Gli alveari nella struttura di Cracovia sono stati mappati nel dettaglio e sono sorvegliati in ogni momento da più videocamere. Le informazioni relative alla temperatura e all’umidità all’interno dell’alveare e al suo peso vengono trasmesse continuamente a un server.

“Molto spesso in campo scientifico il problema è – come nella scienza dei materiali – avere un buon campione. Anche per i big data e gli algoritmi. Abbiamo bisogno di avere una serie di dati che possono rappresentare un determinato processo, e con le api hai processi termici, hai un comportamento ultraveloce, hai un comportamento lento, hai riconoscimento dei movimenti e riconoscimento dei pattern. Quindi il feedback che abbiamo dai colleghi è che si tratta di un esperimento estremamente utile”, spiega Florkowski.

I flussi di dati risultanti vengono utilizzati per testare tecniche utilizzate da sensori e algoritmi analitici. Ad esempio, l’immagine di una telecamera diretta all’ingresso dell’alveare è utile per lo sviluppo di un sistema di rilevamento di immagini e il conteggio di oggetti in base alla trasmissione video. Molte api volano fuori dall’alveare contemporaneamente e gli scienziati stanno cercando di trovare un metodo per contarle, tenendo conto della loro velocità, delle loro ridotte dimensioni ridotte e dello sfondo. Una grande quantità di dati abbastanza particolari consente ai ricercatori di compiere esperimenti.

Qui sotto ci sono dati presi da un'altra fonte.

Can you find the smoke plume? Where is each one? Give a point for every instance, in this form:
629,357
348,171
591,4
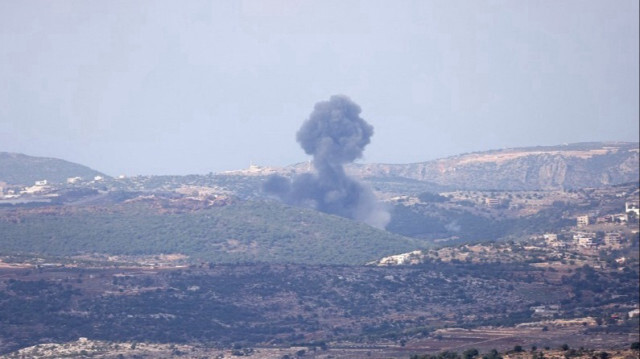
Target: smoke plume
334,135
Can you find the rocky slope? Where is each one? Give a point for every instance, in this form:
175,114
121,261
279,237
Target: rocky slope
554,167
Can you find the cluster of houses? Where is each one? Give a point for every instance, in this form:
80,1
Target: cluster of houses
39,188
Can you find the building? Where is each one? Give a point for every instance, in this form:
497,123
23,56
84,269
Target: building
492,202
585,239
72,180
582,221
614,239
632,207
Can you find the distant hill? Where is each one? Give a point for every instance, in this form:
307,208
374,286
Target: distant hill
571,166
251,231
16,168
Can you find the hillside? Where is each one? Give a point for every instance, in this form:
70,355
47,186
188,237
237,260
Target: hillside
552,167
16,168
239,232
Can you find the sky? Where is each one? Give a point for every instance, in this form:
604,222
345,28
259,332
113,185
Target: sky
193,87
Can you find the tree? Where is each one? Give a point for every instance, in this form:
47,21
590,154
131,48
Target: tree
470,353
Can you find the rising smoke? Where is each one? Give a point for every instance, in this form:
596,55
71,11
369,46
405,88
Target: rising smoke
334,135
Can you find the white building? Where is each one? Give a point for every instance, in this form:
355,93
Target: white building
632,207
582,221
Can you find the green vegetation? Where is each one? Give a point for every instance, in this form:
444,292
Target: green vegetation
252,231
21,169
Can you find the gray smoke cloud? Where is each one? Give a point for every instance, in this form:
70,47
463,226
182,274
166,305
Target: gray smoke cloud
334,135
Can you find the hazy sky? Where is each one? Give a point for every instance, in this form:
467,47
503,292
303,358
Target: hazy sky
177,87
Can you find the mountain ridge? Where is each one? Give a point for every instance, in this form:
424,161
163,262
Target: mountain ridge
21,169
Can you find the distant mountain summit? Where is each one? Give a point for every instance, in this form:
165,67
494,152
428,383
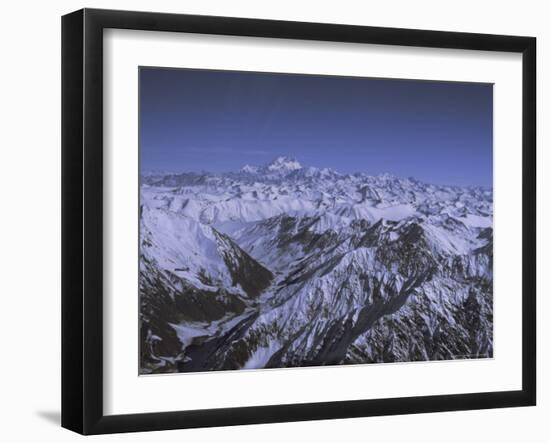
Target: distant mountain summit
281,165
284,164
284,265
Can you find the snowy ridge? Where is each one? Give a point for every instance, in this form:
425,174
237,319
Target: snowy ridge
285,265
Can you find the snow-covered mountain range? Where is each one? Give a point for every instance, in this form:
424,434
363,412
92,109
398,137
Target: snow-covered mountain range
283,265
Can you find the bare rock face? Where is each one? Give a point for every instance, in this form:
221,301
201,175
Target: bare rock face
283,265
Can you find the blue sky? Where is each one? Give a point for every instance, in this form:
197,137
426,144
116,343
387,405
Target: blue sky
202,120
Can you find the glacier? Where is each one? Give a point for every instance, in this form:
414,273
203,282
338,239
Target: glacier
281,265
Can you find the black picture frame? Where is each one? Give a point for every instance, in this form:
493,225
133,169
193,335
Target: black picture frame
82,218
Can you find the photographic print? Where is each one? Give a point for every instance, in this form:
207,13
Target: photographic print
292,220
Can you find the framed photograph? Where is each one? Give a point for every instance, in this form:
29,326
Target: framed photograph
269,221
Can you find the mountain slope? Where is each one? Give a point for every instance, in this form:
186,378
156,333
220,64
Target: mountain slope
285,265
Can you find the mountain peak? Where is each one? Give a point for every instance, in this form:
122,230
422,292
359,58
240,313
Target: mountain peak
284,164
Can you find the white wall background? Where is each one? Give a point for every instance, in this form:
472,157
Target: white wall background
30,218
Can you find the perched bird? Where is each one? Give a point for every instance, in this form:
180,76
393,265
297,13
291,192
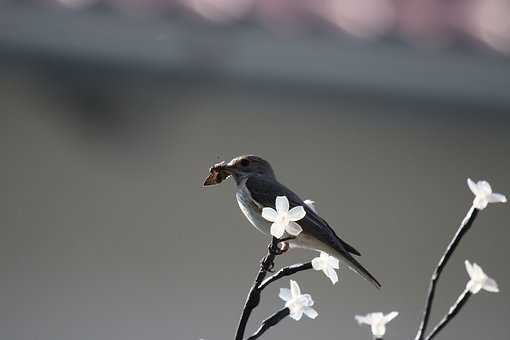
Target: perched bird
257,188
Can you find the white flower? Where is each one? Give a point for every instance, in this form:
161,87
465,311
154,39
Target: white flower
284,220
327,264
311,205
479,280
377,321
483,194
297,303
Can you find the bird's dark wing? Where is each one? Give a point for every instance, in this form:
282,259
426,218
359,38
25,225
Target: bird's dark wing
264,192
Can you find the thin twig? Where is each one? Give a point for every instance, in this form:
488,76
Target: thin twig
464,227
270,322
286,271
466,294
253,298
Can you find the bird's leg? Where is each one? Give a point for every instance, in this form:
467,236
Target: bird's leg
283,245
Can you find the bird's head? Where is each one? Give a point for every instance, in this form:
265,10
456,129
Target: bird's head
239,168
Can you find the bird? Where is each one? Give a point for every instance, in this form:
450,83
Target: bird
257,187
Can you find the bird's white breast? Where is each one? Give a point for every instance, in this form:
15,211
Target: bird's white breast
251,209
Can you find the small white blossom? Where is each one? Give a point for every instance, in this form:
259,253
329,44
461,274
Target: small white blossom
479,280
284,220
327,264
377,322
297,303
311,205
483,194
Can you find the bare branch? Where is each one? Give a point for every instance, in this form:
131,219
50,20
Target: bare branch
270,322
466,294
286,271
450,249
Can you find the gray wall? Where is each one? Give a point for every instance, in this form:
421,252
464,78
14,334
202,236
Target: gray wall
108,234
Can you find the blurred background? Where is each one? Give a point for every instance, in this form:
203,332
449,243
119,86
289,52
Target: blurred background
114,110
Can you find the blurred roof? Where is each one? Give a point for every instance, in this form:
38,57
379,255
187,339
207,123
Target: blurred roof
270,41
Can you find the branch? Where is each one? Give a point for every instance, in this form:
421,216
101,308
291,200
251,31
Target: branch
253,298
286,271
450,249
270,322
466,294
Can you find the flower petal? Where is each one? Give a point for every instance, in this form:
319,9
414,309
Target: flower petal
285,294
469,269
331,273
310,312
491,285
484,187
297,213
297,314
478,273
317,263
496,198
282,204
269,214
390,316
473,187
294,289
480,202
293,228
277,230
333,262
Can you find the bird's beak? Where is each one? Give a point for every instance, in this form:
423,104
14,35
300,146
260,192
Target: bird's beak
218,173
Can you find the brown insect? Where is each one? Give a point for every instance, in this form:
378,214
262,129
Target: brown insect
216,174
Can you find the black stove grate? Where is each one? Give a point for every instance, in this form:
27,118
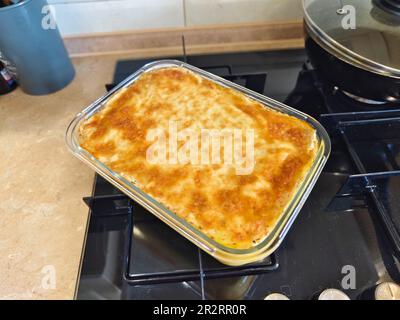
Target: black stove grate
360,128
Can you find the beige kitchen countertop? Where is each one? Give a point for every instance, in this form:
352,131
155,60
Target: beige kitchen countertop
42,216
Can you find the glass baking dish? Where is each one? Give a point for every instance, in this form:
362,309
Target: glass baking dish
225,255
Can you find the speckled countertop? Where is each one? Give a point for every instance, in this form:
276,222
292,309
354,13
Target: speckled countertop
42,215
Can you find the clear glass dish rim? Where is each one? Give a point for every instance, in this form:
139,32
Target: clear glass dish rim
274,238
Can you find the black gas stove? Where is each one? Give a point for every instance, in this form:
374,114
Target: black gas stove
351,219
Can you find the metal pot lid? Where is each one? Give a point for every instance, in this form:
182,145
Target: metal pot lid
364,33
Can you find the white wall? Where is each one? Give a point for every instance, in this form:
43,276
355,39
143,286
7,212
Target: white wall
76,17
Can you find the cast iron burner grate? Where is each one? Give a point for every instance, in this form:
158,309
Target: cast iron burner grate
155,253
370,134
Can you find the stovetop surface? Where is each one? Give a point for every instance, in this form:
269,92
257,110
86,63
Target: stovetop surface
129,254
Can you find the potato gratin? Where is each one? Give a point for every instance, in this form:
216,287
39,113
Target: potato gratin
237,211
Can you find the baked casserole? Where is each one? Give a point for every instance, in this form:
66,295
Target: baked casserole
236,209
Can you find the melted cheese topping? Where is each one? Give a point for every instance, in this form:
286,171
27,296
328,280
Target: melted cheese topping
237,211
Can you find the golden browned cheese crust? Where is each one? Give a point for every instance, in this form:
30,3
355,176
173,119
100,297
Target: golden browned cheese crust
237,211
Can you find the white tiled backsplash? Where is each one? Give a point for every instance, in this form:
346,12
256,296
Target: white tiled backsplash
91,16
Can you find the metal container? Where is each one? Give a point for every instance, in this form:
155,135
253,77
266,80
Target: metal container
226,255
32,49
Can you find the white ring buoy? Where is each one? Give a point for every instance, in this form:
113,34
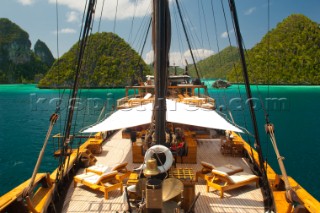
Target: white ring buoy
160,149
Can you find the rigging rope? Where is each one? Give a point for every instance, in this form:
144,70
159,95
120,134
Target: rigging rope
53,119
185,33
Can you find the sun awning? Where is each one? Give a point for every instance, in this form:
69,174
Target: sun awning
196,116
124,118
176,113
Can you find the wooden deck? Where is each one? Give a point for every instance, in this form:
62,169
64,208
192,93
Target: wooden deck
245,199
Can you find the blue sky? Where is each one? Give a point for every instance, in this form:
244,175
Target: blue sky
39,19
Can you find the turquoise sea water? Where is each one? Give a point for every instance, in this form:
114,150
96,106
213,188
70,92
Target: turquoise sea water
25,113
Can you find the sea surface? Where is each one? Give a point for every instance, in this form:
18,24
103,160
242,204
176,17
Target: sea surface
294,110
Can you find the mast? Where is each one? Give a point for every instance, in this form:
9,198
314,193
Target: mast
161,31
269,203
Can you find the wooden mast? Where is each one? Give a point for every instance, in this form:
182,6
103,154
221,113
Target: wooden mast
161,43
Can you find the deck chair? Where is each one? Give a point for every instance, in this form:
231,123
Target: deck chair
206,170
121,168
105,183
145,99
222,181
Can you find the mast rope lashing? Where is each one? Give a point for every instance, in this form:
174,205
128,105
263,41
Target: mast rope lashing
53,118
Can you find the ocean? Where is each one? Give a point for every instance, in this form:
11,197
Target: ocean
294,110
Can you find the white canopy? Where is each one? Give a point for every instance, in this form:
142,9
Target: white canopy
176,113
124,118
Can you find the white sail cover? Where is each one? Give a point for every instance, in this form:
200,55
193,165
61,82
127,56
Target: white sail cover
176,113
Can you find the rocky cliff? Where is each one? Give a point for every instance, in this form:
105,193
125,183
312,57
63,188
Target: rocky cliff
18,63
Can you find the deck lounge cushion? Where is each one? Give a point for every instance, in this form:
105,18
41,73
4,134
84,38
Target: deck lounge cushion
207,165
120,166
100,169
95,179
241,176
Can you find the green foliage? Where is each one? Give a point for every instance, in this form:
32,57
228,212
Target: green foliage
217,65
288,54
10,32
109,62
18,63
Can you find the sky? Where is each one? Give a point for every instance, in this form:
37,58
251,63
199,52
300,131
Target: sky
58,23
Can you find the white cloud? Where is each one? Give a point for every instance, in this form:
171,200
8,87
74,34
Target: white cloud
225,34
126,8
250,11
178,58
26,2
66,31
72,16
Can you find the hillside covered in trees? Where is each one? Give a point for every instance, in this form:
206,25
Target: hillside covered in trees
109,62
288,54
18,63
217,65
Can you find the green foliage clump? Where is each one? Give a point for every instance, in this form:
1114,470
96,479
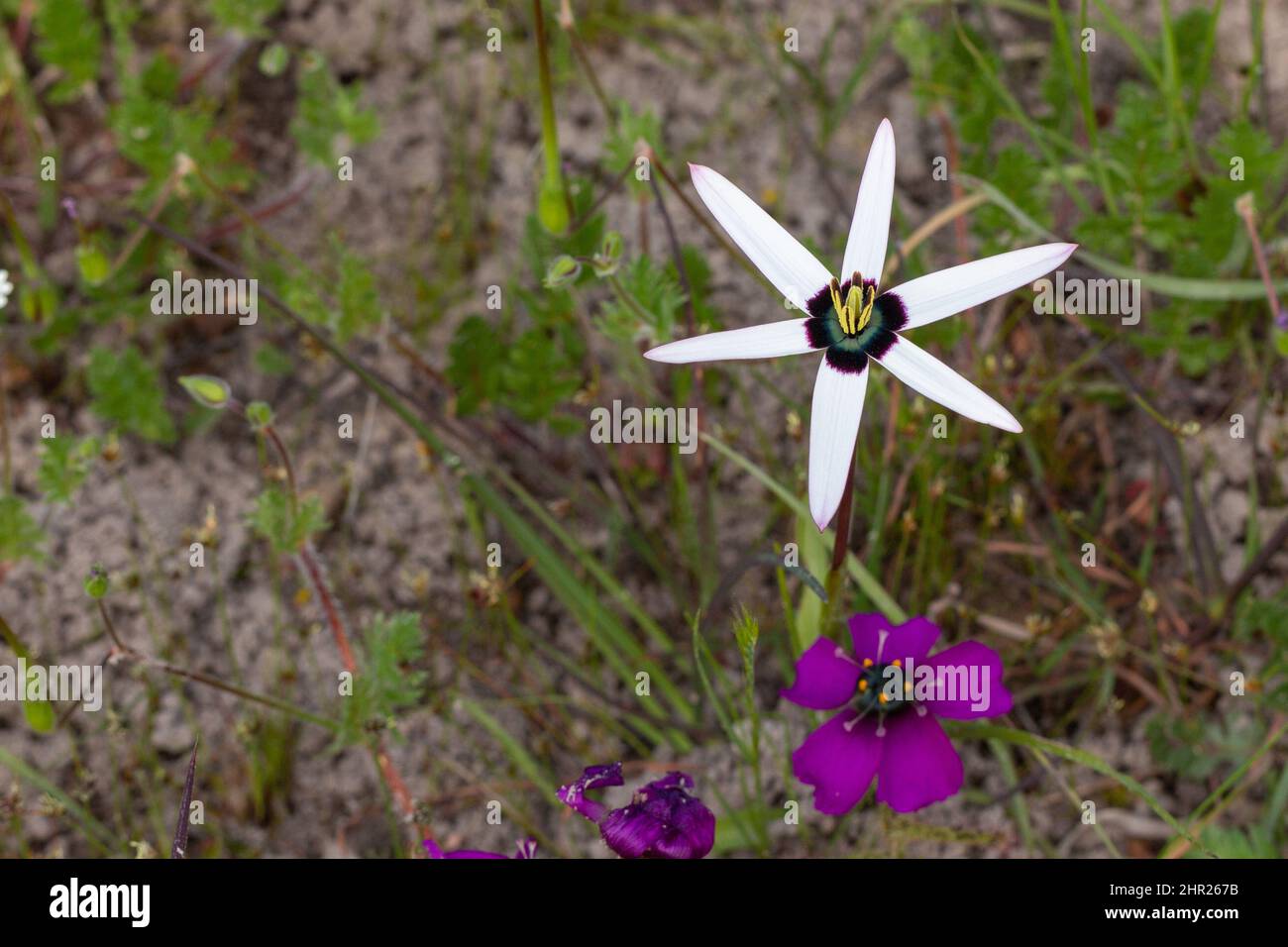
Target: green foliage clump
386,684
127,390
286,528
69,39
64,463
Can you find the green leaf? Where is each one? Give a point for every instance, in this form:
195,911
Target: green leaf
127,390
286,530
64,463
326,111
69,39
20,536
39,714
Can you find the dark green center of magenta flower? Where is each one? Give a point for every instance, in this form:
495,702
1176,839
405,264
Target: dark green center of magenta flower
876,693
851,342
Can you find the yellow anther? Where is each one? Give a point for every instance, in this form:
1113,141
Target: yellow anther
853,300
870,298
836,302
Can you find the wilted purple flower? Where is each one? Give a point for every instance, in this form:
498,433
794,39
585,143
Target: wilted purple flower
889,693
662,819
527,849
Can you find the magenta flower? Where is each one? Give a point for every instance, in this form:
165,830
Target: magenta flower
662,819
889,694
527,849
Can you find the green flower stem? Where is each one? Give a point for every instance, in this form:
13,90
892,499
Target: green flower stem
553,204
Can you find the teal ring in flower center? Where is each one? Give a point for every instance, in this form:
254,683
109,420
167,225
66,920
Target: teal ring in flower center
874,690
850,352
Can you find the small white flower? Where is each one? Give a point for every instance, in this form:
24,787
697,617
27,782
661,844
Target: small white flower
850,318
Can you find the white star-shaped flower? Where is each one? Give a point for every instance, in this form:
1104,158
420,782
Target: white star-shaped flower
851,318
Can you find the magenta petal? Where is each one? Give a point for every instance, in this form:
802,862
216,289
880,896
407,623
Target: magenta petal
954,668
838,763
825,677
662,821
910,641
591,779
918,763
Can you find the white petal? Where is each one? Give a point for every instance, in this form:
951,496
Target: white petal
922,371
864,250
932,296
790,266
833,424
773,339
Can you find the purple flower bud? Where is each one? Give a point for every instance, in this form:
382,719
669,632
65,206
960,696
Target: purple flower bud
661,821
527,849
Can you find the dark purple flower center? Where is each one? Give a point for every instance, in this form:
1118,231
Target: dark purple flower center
883,688
853,322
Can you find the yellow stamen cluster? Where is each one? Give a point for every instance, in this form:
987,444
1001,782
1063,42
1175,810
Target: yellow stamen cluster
855,311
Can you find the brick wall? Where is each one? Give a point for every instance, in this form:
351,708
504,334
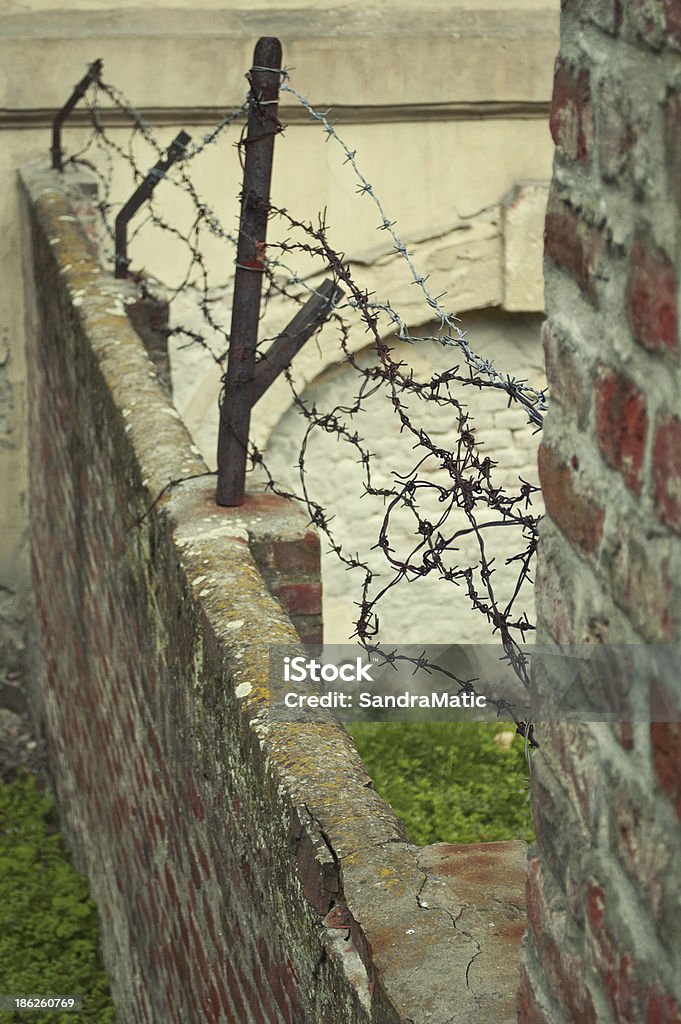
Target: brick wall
245,870
604,940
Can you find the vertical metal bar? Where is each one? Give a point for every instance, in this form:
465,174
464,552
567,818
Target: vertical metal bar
92,73
259,144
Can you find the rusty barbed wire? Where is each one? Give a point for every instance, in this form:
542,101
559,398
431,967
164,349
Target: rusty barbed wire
470,503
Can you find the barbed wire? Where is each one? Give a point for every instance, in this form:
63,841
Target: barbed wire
470,503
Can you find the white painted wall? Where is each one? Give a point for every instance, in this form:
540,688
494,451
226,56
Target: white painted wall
429,93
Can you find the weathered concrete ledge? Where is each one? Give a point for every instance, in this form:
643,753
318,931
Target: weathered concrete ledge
245,869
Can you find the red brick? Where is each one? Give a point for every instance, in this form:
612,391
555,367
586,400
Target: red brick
661,1008
652,299
571,119
667,471
300,598
301,555
622,423
578,516
573,245
641,582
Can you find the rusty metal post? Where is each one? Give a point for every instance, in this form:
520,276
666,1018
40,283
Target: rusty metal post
259,144
92,75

“Gli alveari ci consentono di studiare e di testare tutti gli aspetti dell’analisi dei dati: sensori, acquisizione dati, analisi dei dati e visualizzazione dei dati”, afferma Michal Orkisz, Senior Principle Scientist presso il centro di ricerca. “Consideriamo un’applicazione che riguardi l’identificazione delle api, il loro rilevamento delle api e il monitoraggio delle api. Ciò potrebbe tradursi direttamente in programmi di tracciamento di oggetti in fabbrica o nel tracciamento di container di spedizione.”

“Sono orgoglioso di molti aspetti”, afferma Florkowki. “Se vuoi essere un’azienda pioneristica, devi cimentarti in qualcosa di non convenzionale. Questo è davvero il punto.”

Questi esperimenti creativi hanno generato alcune nuove idee e avanzato lo stato dell’arte attuale. Hanno anche realizzato un dolce sottoprodotto: miele prodotto da ABB.